While unpacking my kitchen during my second post-divorce move in as many years—from an in-town high rise apartment to a smaller suburban one—as I unveiled dish after delicate dish from the beige-gray wrapping paper, I suddenly and surprisingly began to cry. At first I wasn’t sure why the tears were falling. I was moving to someplace I truly wanted to live for the first time in a very long time. I was leaving an urban environment that for me had become oppressive and sensorialy assaultive. Sure, the place was smaller, but it was mine. So, what was the reason behind the waterworks?

I kept working, lots of unpacking to do, but the tears kept coming and instead of contemplating the why, I tried to remain present in the moment, and focus on each and every plate and cup and glass that I held in my hand. I carefully unwrapped each one and gently placed the respective item in the empty clean white cabinet. Box after box I unloaded until it hit me.

The dishes that I was unwrapping, the kitchen that I carried with me on this second, post-divorce move in as many years was the kitchen of a decidedly single woman. It was not the kitchen of a woman with a husband and a family, at least not in the traditional sense. You see, gone were the multitude of casserole dishes for potluck parties. No more was there room for the silver chafing dishes suited for holiday dinners. My smaller environs left no room for the dining room sideboard where my grandmother’s dishes were stored and the three kitchen drawers meant no place for her silver either.

Just as well, though because holiday dinners were no longer hosted at my house, in fact I fly solo on every other Thanksgiving these days. And the neighborhood in which my ex-husband and I raised our two boys was left far behind and with it the impromptu gatherings and stop-on-over get togethers. I rarely prepare and port food to other places anymore. The kitchen is barely big enough to prepare meals for my boys and me, anyway, much less anyone else.

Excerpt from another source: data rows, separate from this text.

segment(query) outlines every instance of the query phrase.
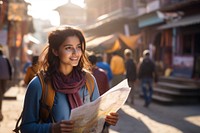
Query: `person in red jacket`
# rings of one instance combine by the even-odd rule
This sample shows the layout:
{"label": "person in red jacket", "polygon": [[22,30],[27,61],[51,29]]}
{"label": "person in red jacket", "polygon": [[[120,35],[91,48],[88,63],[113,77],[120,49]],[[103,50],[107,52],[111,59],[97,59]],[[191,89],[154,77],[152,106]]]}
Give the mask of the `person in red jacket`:
{"label": "person in red jacket", "polygon": [[92,74],[96,78],[97,85],[99,88],[99,93],[100,95],[102,95],[110,89],[108,77],[106,75],[106,72],[103,69],[96,66],[96,63],[97,63],[96,55],[92,54],[88,57],[88,59],[92,64]]}

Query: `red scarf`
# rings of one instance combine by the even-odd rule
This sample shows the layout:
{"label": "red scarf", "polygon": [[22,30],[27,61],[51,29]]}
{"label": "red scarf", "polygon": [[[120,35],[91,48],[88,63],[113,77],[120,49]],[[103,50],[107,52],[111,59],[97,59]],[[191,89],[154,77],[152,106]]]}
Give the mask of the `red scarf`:
{"label": "red scarf", "polygon": [[57,72],[52,77],[53,87],[57,92],[67,95],[72,109],[83,104],[79,95],[79,90],[83,87],[85,82],[86,79],[84,73],[77,69],[73,69],[73,71],[67,76],[63,73]]}

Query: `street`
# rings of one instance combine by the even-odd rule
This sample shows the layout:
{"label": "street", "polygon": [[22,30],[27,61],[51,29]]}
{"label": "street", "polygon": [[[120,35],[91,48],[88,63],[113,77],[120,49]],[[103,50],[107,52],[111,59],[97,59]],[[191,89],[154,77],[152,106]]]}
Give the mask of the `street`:
{"label": "street", "polygon": [[[12,133],[22,107],[25,89],[12,87],[3,101],[4,120],[0,133]],[[14,100],[17,96],[17,100]],[[9,99],[9,97],[11,97]],[[152,103],[143,107],[143,99],[136,97],[134,105],[125,104],[119,111],[120,119],[110,133],[199,133],[200,105],[166,106]]]}
{"label": "street", "polygon": [[111,133],[198,133],[200,106],[164,106],[152,103],[143,107],[141,98],[134,106],[124,105],[120,120]]}

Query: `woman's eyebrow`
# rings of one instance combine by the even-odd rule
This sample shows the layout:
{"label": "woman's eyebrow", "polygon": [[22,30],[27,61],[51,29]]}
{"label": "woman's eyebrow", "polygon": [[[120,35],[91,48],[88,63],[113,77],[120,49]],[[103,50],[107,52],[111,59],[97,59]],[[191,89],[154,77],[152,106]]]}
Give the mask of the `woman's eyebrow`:
{"label": "woman's eyebrow", "polygon": [[[81,43],[78,43],[78,44],[76,44],[75,46],[79,46],[79,45],[81,45]],[[64,47],[65,46],[74,46],[73,44],[64,44]]]}
{"label": "woman's eyebrow", "polygon": [[73,45],[72,45],[72,44],[64,44],[64,47],[65,47],[65,46],[73,46]]}

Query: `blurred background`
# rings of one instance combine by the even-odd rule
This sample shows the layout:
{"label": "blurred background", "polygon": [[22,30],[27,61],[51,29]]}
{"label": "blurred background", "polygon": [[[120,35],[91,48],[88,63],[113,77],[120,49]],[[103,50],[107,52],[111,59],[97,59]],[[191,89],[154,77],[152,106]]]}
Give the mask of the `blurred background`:
{"label": "blurred background", "polygon": [[200,103],[200,0],[0,0],[0,44],[13,66],[12,85],[58,26],[80,28],[87,50],[111,54],[129,48],[136,63],[150,50],[158,83],[153,100]]}
{"label": "blurred background", "polygon": [[[87,50],[103,54],[104,61],[129,48],[139,63],[149,49],[159,85],[195,88],[200,78],[199,6],[199,0],[1,0],[0,43],[12,63],[13,82],[23,78],[24,64],[41,53],[49,32],[70,25],[84,32]],[[185,102],[160,88],[155,100]],[[193,93],[187,101],[199,102]]]}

Now I have only the basic stuff, the essential kitchen items absolutely necessary to provide regular sustenance for the three of us. With my grandmother’s china safely with my mother in Ohio, I continued to reflect on my intentionally down-sized hearth as I unwrapped my exactly four wine glasses and precisely two martini glasses (no more formal service for 8), the tears drying up now, when I admitted to myself, for the first time, that I actually liked having less. It was nice to have just enough things and space to know where everything was housed and not enough extra infrequently used items where things got misplaced or forgotten. I never had to look for an extra this or that because I didn’t have extra anythings. I didn’t have to keep things polished or shined because my silverware didn’t tarnish from nonuse, I used everything I had these days.

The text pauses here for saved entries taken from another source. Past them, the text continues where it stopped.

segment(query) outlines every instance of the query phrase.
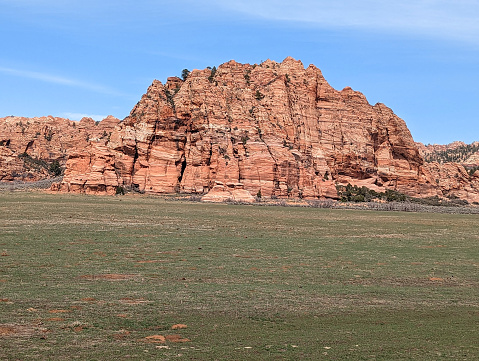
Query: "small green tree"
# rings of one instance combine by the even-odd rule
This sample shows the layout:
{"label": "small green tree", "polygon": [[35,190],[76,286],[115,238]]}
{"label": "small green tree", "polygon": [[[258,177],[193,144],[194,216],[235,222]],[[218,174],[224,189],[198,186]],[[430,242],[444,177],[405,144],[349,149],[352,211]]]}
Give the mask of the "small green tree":
{"label": "small green tree", "polygon": [[215,75],[216,75],[216,66],[211,68],[211,74],[208,77],[208,80],[210,81],[210,83],[213,83],[215,81]]}
{"label": "small green tree", "polygon": [[188,69],[183,69],[183,71],[181,72],[181,78],[183,80],[186,80],[186,78],[188,78],[188,75],[190,75],[190,71]]}
{"label": "small green tree", "polygon": [[264,98],[264,95],[259,90],[256,90],[256,94],[254,97],[256,98],[256,100],[261,100]]}
{"label": "small green tree", "polygon": [[60,165],[60,162],[58,160],[54,160],[51,164],[50,167],[48,168],[51,174],[53,174],[55,177],[58,177],[59,175],[62,174],[63,169]]}
{"label": "small green tree", "polygon": [[258,193],[256,193],[256,198],[261,198],[262,194],[261,194],[261,189],[258,191]]}

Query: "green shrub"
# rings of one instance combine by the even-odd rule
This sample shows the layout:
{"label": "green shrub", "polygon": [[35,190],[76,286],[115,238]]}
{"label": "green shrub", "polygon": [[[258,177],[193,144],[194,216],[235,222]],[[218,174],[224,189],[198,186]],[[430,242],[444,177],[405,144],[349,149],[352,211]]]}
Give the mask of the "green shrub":
{"label": "green shrub", "polygon": [[211,68],[211,74],[208,77],[208,80],[210,81],[210,83],[213,83],[215,81],[215,75],[216,75],[216,66]]}
{"label": "green shrub", "polygon": [[45,139],[49,142],[53,138],[53,131],[51,129],[48,130],[48,132],[44,135]]}
{"label": "green shrub", "polygon": [[188,78],[188,75],[190,75],[190,71],[188,69],[183,69],[181,72],[181,78],[183,80],[186,80],[186,78]]}
{"label": "green shrub", "polygon": [[467,172],[472,177],[477,170],[479,170],[479,167],[472,167],[472,168],[467,169]]}
{"label": "green shrub", "polygon": [[50,167],[48,168],[48,170],[55,177],[58,177],[63,173],[63,169],[62,169],[62,167],[60,165],[60,162],[58,160],[54,160],[53,162],[51,162]]}
{"label": "green shrub", "polygon": [[250,77],[250,75],[249,75],[250,72],[251,72],[251,70],[248,70],[248,71],[246,72],[246,74],[244,75],[244,78],[245,78],[245,80],[246,80],[246,84],[248,84],[248,85],[250,84],[250,81],[251,81],[251,77]]}
{"label": "green shrub", "polygon": [[264,95],[259,90],[256,90],[256,94],[254,97],[256,98],[256,100],[261,100],[264,98]]}
{"label": "green shrub", "polygon": [[435,151],[424,156],[426,162],[456,162],[461,163],[469,158],[472,154],[479,151],[479,145],[477,144],[465,144],[460,145],[454,149],[446,149],[443,151]]}
{"label": "green shrub", "polygon": [[376,192],[367,187],[358,187],[351,184],[336,185],[339,199],[342,202],[371,202],[372,200],[384,200],[387,202],[405,202],[407,196],[398,191],[387,189],[385,192]]}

While the holidays could be lonely, if I wasn’t invited to this gathering or that get together anymore and if I never hosted another family holiday, it would be absolutely okay because my kitchen and my dishes fit the life I have now—the one I was creating and designing for myself and my two sons.

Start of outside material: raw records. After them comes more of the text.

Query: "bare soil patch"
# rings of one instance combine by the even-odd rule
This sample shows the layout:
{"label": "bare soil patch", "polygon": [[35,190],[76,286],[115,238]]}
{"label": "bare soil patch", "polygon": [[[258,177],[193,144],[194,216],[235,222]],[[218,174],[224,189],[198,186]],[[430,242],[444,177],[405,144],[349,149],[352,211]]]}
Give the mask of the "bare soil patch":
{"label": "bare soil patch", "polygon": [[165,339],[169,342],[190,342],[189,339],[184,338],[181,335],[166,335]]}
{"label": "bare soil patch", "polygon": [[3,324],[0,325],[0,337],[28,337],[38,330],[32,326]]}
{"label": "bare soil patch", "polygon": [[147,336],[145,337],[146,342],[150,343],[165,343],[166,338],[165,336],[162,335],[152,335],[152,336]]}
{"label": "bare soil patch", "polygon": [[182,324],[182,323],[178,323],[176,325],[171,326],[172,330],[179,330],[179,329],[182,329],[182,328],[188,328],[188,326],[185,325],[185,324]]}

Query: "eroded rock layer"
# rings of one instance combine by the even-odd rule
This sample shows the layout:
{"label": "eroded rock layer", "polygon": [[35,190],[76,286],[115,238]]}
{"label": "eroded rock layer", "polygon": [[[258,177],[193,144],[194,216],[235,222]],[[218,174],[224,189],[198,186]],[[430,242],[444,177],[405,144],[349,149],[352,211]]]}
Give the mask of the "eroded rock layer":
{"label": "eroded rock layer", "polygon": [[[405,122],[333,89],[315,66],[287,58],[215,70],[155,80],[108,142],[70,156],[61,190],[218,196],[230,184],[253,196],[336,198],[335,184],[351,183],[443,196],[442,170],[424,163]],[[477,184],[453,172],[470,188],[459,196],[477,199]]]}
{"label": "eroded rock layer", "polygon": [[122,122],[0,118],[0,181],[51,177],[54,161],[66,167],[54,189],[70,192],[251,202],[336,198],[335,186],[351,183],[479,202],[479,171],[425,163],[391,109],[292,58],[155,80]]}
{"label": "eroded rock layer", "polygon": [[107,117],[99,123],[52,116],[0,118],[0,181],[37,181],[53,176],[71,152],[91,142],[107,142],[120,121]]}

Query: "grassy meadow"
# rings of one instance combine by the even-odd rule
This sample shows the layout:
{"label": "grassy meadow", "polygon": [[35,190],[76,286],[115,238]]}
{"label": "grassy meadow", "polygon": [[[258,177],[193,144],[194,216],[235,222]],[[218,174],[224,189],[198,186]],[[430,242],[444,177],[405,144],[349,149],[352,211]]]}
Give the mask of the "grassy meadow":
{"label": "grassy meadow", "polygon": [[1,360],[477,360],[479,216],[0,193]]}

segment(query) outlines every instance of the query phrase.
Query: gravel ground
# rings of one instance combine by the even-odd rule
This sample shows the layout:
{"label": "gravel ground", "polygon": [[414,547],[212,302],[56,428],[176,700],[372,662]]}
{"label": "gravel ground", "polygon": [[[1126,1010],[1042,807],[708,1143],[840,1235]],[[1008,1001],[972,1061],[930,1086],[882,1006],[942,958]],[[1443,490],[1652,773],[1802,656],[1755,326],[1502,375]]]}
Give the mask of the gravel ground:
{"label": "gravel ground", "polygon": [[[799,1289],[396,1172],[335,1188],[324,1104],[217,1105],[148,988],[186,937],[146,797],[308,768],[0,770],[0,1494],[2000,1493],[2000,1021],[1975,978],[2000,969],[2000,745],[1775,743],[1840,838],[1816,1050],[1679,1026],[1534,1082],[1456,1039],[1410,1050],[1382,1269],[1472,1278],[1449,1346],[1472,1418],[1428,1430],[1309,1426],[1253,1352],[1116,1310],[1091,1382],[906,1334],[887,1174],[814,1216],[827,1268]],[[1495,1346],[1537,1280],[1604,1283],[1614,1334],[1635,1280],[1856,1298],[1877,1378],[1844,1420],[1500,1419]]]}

When I finished unpacking, and stood back and admired the now-empty boxes scattered about the floor, I noticed that while much smaller than the expansive kitchen of my marital home, my tiny suburban kitchen still had room for the most important items a home should have: lots of love and laughter and joy. I realized that I really didn’t miss the things I threw or gave away but I did treasure more and more the things I kept and in this new place, in my new life, those things fit just fine.